Thursday, August 30, 2007

Reinventing Mysore Dasara


I had mixed thoughts for Mysore as I read a blog post by my Chennai-based journalist friend Vincent D’Souza. A part of me wondered why some of our creative minds couldn’t think of designing a T-shirt for Mysore. The other part of my mind doubted if such fancy ideas would be acceptable to conservative Mysoreans or go down well with their thoughts on the pig menace, garbage pile-up in street corners and other mundane concerns.

Chennai too has pig menace; is known for its Coovum, a repository of all imaginable germs. Rail passengers to the city can’t miss the unwelcome sight of discarded plastic water bottles, paper plates, polythene bags, and other non-bio-degradable wastes littered for miles on either side of the track as they approach Chennai Central. And yet the city boasts of its December music festival; and has a critical mass of city-lovers that organizes neighborhood heritage walks, celebrates Madras Day and brings out city T-shirts. My friend who sees no contradiction in this would be the first to admit that pigs and Cuuvam can’t be wished away from the Chennai scene. They are as much a factor in the city as its heritage buildings and glass-fronted high-rise structures.

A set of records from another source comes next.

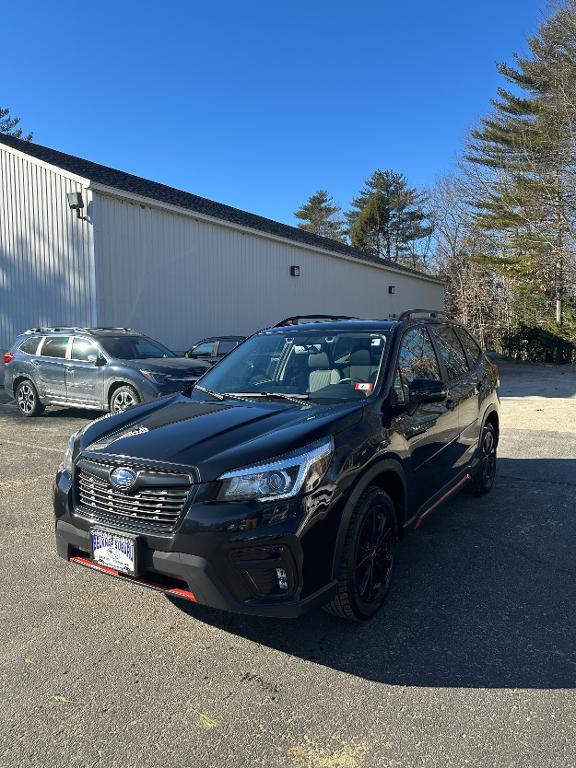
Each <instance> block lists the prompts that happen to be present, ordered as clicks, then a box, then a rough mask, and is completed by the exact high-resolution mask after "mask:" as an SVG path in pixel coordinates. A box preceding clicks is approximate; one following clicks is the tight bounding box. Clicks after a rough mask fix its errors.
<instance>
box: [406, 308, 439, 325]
mask: <svg viewBox="0 0 576 768" xmlns="http://www.w3.org/2000/svg"><path fill="white" fill-rule="evenodd" d="M416 315H419V316H421V317H430V318H433V319H438V318H440V319H442V318H443V319H445V320H446V319H448V317H449V315H447V314H446V312H444V310H443V309H405V310H404V312H402V313H401V314H400V315H399V317H398V322H399V323H401V322H403V321H404V320H415V319H416Z"/></svg>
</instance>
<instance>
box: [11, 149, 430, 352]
mask: <svg viewBox="0 0 576 768" xmlns="http://www.w3.org/2000/svg"><path fill="white" fill-rule="evenodd" d="M70 192H78V193H80V195H81V200H82V202H83V205H84V208H83V209H81V210H79V211H75V210H71V209H70V207H69V201H68V199H67V193H70ZM77 214H80V216H79V215H77ZM296 267H297V268H299V269H295V268H296ZM294 272H299V276H296V275H294V274H293V273H294ZM443 298H444V296H443V285H442V283H441V282H440V281H438V280H436V279H434V278H432V277H429V276H426V275H422V274H419V273H416V272H412V271H411V270H408V269H405V268H403V267H399V266H398V265H395V264H392V263H389V262H385V261H382V260H380V259H374V258H372V257H370V256H368V255H366V254H365V253H363V252H361V251H357V250H354V249H352V248H349V247H348V246H346V245H344V244H341V243H337V242H335V241H332V240H327V239H325V238H322V237H318V236H316V235H313V234H311V233H308V232H305V231H303V230H301V229H298V228H294V227H290V226H287V225H285V224H280V223H278V222H275V221H271V220H270V219H265V218H263V217H260V216H256V215H254V214H250V213H246V212H244V211H241V210H238V209H236V208H232V207H230V206H226V205H222V204H220V203H215V202H212V201H210V200H206V199H205V198H201V197H198V196H196V195H192V194H189V193H187V192H183V191H181V190H177V189H173V188H171V187H167V186H165V185H163V184H158V183H156V182H152V181H147V180H146V179H141V178H139V177H137V176H132V175H130V174H127V173H123V172H121V171H117V170H114V169H112V168H107V167H105V166H102V165H98V164H96V163H92V162H89V161H87V160H82V159H81V158H77V157H73V156H71V155H66V154H63V153H62V152H57V151H55V150H52V149H48V148H47V147H42V146H40V145H37V144H32V143H29V142H25V141H21V140H19V139H15V138H12V137H9V136H5V135H0V348H7V347H9V346H10V344H11V342H12V340H13V339H14V337H15V336H16V335H17V334H18V333H20V332H22V331H23V330H25V329H26V328H30V327H34V326H45V325H46V326H50V325H72V326H90V325H91V326H128V327H131V328H136V329H138V330H141V331H143V332H145V333H148V334H150V335H151V336H153V337H155V338H158V339H159V340H161V341H163V342H164V343H166V344H168V345H169V346H172V347H173V348H175V349H185V348H187V347H188V346H189V345H190V344H191V343H192V342H193V341H195V340H197V339H199V338H201V337H203V336H209V335H219V334H249V333H251V332H253V331H255V330H257V329H258V328H261V327H264V326H266V325H270V324H272V323H275V322H277V321H278V320H280V319H282V318H283V317H287V316H292V315H297V314H311V313H321V314H342V315H353V316H357V317H372V318H375V317H377V318H387V317H388V316H389V315H390V314H394V313H398V312H400V311H401V310H402V309H405V308H407V307H432V308H441V307H442V305H443Z"/></svg>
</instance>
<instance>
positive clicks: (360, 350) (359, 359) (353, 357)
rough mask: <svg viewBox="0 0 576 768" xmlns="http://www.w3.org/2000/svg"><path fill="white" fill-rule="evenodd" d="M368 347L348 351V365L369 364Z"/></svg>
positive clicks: (368, 355)
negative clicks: (349, 361) (349, 363)
mask: <svg viewBox="0 0 576 768" xmlns="http://www.w3.org/2000/svg"><path fill="white" fill-rule="evenodd" d="M371 364H372V359H371V357H370V350H369V349H355V350H354V352H351V353H350V365H371Z"/></svg>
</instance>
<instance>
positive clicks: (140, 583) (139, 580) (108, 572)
mask: <svg viewBox="0 0 576 768" xmlns="http://www.w3.org/2000/svg"><path fill="white" fill-rule="evenodd" d="M69 562H71V563H76V564H77V565H82V566H84V568H92V570H93V571H100V572H101V573H106V574H108V575H109V576H115V577H117V578H119V579H123V580H124V581H131V582H133V583H134V584H140V586H142V587H148V588H149V589H156V590H157V591H158V592H164V593H165V594H166V595H172V596H173V597H180V598H182V599H183V600H189V601H190V602H191V603H195V602H196V595H195V594H194V593H193V592H190V590H189V589H180V588H178V587H165V586H163V585H162V584H157V583H156V582H155V581H148V579H139V578H135V577H134V576H127V575H126V574H124V573H120V571H116V570H114V568H108V567H107V566H106V565H100V563H95V562H94V561H93V560H90V558H88V557H71V558H70V560H69Z"/></svg>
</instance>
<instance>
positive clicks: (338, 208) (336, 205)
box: [294, 189, 344, 240]
mask: <svg viewBox="0 0 576 768" xmlns="http://www.w3.org/2000/svg"><path fill="white" fill-rule="evenodd" d="M294 215H295V216H296V218H298V219H301V222H300V223H299V224H298V226H299V228H300V229H305V230H306V231H308V232H314V234H315V235H321V236H322V237H328V238H330V239H332V240H343V239H344V229H343V221H342V217H341V208H340V207H339V206H338V205H336V204H335V203H334V200H333V199H332V197H331V196H330V195H329V194H328V192H327V191H326V190H325V189H320V190H319V191H318V192H316V193H315V194H314V195H311V196H310V197H309V198H308V200H307V202H306V203H304V205H302V206H301V207H300V208H299V209H298V210H297V211H296V212H295V214H294Z"/></svg>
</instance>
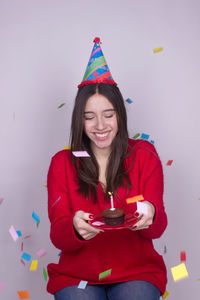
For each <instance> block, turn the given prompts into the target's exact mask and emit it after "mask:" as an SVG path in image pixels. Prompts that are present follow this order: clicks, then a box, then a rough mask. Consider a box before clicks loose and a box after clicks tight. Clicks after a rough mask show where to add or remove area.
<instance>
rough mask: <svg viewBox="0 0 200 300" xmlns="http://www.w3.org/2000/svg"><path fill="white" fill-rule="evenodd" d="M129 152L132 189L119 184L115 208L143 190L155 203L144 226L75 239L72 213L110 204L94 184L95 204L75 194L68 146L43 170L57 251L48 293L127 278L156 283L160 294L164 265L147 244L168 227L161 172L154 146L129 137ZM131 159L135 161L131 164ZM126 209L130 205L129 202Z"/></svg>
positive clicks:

Namma Chennai T-shirt that Vincent blogged about fits in with the Madras Day celebrations (Aug.22), a community initiative with corporate support. They make a song and dance of it by holding an annual T-shirt design contest. The prize-winning design of last year, by Shreyas, a design student, is on this year’s T-shirt. Made in Thiruppur, event organisers order in limited numbers so as to make the T-shirt a collector’s item. Any die-hard Chennaiwasi who develops a chaska for collecting Namma Chennai items can be counted on buying the T-shirt every year.

Founded by a Chennai community newsweekly, Mylapore Times, along with the Nalli Silks and L&T, the Madras Day celebrations are supported by nearly 40 organisations that include not just business houses, but NGOs, select schools and colleges, public trusts, and private foundations, heritage societies and PR firms. Event management and marketing skills go into the design, release and sale of T-shirts and organizing other events.

We boast of much older, better-known and big-time celebrations – Mysore Dasara. But after every year’s celebrations all we get to read in the media is how mismanaged the events were; and about the need for re-inventing Mysore Dasara. There is talk about corporate sponsorship. It is not as if major companies don’t see mileage in Mysore Dasara. Snag is that Dasara ,in the manner in which it is now run, does not leave scope for corporate participation. Over the years it has come to acquire a reputation as a sarkari event that is staged with government grants, by a plethora of officially sponsored committees, mainly for the benefit of pass-holders.